Traté de decir algo, pero las palabras se atragantaban y morían en mi garganta. Era mejor así. No estaba seguro de lo que habría querido decir.
—No hay nada malo —dijo Atwood —, con nuestro dinero y nuestras garantías.
—Sólo una cosa — dije —. Usted tiene demasiado dinero, demasiado dinero.
Pero no era la idea de demasiado dinero la que me estaba molestando. Era algo más. Algo mucho más importante que el tener demasiado dinero.
Eran las palabras que empleaba y la forma en que las utilizaba. La forma en que empleaba «nuestro» para incluirse él mismo y quienquiera que estuviese' unido a él; la forma que empleaba «vuestro» para incluir a todo el mundo excluyendo a su grupo. Y la seguridad que ponía en el hecho de que él había operado dentro de la estructura humana.
Era como si mi cerebro se hubiera partido en dos. Como si una de las partes gritara horrorizada y la otra implorara por la razón. Porque la idea era demasiado monstruosa como para pensar en ella.
Ahora me estaba sonriendo y yo estaba enfurecido. Los gritos emitidos por una de las partes de mi cerebro ahogaron todo razonamiento y me levanté bruscamente de la silla, sacando la automática del bolsillo con la velocidad del rayo.
Le habría dado muerte inmediatamente. Sin piedad, sin pensarlo, habría disparado a matar. Como pisoteando una serpiente, como aplastando a una mosca; no era más que eso.
Pero no tuve la oportunidad de disparar.
Porque Atwood me desarmó.
No sé cómo explicarlo. No hay forma de explicarlo. Era algo que ningún humano había visto jamás. No hay palabras en el lenguaje humano para expresar lo que Atwood hizo.

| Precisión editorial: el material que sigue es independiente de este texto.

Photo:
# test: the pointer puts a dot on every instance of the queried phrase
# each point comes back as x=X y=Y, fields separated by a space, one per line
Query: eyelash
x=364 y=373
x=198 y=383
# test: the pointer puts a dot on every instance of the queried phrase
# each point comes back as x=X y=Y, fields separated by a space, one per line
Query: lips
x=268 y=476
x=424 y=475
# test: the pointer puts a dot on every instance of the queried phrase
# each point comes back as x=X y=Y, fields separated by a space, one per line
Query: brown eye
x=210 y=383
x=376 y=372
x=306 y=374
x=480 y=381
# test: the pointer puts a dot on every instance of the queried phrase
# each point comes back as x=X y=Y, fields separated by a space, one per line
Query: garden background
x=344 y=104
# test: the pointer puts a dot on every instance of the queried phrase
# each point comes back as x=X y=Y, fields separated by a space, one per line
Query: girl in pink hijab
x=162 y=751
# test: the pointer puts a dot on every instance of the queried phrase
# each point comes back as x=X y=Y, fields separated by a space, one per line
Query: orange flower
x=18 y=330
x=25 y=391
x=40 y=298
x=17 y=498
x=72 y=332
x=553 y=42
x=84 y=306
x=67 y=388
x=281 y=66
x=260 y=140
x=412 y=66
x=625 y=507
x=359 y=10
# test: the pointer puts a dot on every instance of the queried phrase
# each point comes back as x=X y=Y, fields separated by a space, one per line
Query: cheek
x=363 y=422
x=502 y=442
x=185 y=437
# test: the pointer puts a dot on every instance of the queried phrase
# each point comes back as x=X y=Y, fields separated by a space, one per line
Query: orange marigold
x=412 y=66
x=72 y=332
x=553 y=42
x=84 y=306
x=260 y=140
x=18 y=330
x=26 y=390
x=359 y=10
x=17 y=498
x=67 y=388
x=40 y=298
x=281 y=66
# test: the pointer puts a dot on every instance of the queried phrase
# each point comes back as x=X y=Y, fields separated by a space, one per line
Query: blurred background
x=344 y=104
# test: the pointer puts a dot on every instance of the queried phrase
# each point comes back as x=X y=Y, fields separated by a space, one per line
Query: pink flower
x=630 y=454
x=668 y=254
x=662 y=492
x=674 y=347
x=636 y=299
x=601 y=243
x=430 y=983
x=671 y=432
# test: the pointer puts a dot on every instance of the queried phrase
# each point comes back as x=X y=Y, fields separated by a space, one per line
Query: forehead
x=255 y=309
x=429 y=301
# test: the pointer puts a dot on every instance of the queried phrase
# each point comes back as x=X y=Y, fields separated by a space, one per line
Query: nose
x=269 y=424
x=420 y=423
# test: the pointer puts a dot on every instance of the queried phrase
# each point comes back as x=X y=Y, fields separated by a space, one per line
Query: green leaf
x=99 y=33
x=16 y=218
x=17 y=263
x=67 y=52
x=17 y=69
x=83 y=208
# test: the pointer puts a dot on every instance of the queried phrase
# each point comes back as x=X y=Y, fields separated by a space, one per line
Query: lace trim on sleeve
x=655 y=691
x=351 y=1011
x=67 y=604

No es que se desvaneciera o desintegrara. No es que se hubiera fundido súbitamente. Lo que quiera que hiciese, lo efectuó todo a un tiempo.
En un momento estaba allí sentado. Y al segundo había desaparecido. Yo no le vi.
Hubo un suave clic, como el emitido al dejar caer un objeto metálico, y aparecieron un montón de bolos de color negro alquitrán, que no habían estado allí antes, botando contra el suelo.
Mi mente debe haber pasado a través de ciertas acrobacias, pero no me di cuenta de ellas. Lo que hice, parece que lo hice instintivamente; sin pensarlo, sin advertir la relación de causa y efecto, el hecho, suposición y corazonada que deben haber pasado como un rayo por mi mente para hacerme entrar en acción.
Dejé caer la automática y recogí la bolsa de plástico que estaba en el suelo. Y mientras lo hacía ya la estaba sacudiendo, y me dirigí hacia el muro exterior, hacia el agujero por donde entraba la helada corriente dé aire.
Las bolas se aproximaban en dirección al agujero y yo ya estaba preparado para recibirlas, con el plástico puesto sobre el agujero una trampa dispuesta para ellas.
La primera se lanzó a través del agujero y arrastró el plástico hacia él, y la segunda la siguió a distancia, y la tercera y la cuarta y quinta.
Reuní los bordes de la bolsa de plástico y la extraje del agujero, y en su interior las negras bolas entrechocaban entre sí excitadamente.
Había más de ellas que rodaban por el piso del subterráneo, las que se habían asustado y escapado de la red, y ahora giraban frenéticamente, buscando un lugar para esconderse.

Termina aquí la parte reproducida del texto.